Was this feasible? Could a B-29 bombing run plausibly run the gauntlet of Soviet air defense and even have the range to reach Moscow and other major soviet areas where the military and logistic planning was done?
For that matter, even if you kill their logistics, would 6 or so 15-25 kiloton devices be enough to stop the unfathomable armada of Soviet troops and tanks…
Anyways, it’s sort of an interesting hypothetical scenario. It would have been a bloodbath - if wartime production of fission bombs followed the same rough principles that American production of other materials followed, within a year or 2, there would have been dozens of devices completed every month. The Soviets would have spread out their divisions as much as possible to reduce their vulnerability. The radioactive ash clouds would have contaminated huge chunks of the battlefield, giving the survivors fatal doses of radiation on both sides.

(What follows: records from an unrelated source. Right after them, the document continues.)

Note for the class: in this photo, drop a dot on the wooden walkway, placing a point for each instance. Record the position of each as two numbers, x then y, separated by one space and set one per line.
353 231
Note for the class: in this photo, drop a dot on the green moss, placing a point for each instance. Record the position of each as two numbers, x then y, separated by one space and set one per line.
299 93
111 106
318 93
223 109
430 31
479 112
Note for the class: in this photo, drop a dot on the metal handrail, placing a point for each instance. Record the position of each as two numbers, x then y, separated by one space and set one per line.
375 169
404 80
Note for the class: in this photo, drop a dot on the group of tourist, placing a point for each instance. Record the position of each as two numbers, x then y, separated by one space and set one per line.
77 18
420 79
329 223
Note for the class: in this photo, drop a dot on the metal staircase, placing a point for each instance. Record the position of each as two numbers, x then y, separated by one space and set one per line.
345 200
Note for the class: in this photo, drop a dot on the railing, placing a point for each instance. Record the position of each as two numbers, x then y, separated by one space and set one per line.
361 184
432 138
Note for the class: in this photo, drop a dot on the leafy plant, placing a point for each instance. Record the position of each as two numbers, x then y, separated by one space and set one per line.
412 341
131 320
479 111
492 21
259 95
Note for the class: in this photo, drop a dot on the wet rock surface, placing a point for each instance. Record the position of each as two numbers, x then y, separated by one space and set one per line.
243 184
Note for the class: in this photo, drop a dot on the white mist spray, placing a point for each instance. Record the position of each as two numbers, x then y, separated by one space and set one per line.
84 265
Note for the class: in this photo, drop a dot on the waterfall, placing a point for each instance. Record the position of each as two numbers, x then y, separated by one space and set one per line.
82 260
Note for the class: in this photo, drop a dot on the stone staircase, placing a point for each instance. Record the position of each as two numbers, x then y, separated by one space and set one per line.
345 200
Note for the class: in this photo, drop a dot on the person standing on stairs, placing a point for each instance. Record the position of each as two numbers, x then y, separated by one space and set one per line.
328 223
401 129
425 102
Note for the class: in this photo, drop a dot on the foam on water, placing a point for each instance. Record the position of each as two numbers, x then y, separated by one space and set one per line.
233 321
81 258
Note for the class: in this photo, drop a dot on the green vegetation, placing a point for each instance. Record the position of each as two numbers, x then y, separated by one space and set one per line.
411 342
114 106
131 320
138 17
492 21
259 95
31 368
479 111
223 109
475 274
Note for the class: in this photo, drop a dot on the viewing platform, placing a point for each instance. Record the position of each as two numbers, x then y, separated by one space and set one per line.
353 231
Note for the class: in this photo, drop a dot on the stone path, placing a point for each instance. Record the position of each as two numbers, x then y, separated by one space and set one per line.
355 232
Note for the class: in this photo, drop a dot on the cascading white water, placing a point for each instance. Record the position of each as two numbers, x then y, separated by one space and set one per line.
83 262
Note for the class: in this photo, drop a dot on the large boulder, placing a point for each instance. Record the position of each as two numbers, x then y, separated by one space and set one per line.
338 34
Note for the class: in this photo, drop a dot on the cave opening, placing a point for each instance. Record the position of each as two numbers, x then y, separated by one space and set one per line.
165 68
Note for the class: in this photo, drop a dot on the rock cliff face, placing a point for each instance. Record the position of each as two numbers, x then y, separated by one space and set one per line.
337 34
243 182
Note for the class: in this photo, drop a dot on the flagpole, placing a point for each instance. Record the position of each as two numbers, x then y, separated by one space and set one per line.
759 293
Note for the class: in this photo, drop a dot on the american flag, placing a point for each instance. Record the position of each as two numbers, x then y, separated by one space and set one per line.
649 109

The allied plan boils down to : put all your divisions on line, in defense redoubts and have mobile elements to deal with flanking maneuvers. Defend against the Soviet attack. Use “close nuke support” to kill the attacking soviet forces where they are concentrated. Nuke the rest of Russia, a few bombings a month, til they surrender.
I’m not sure what the Soviets could have done. Even if they managed to push through the Allied divisions and occupy Europe, if America can send a continual stream of B-29s loaded with nukes to hit targets at will, and it can block the Soviets from reaching the bases in England and Alaska these bombers are launching from with the U.S. Navy, which had an unbeatable advantage over the Soviet forces then and now, then…
It is the logical thing to do if you have a fission bomb, know you have one massive enemy remaining, and know that if you wait, that enemy will also obtain them. I wonder if the operation would have been approved if you could somehow give American planners in 1945 knowledge of the future.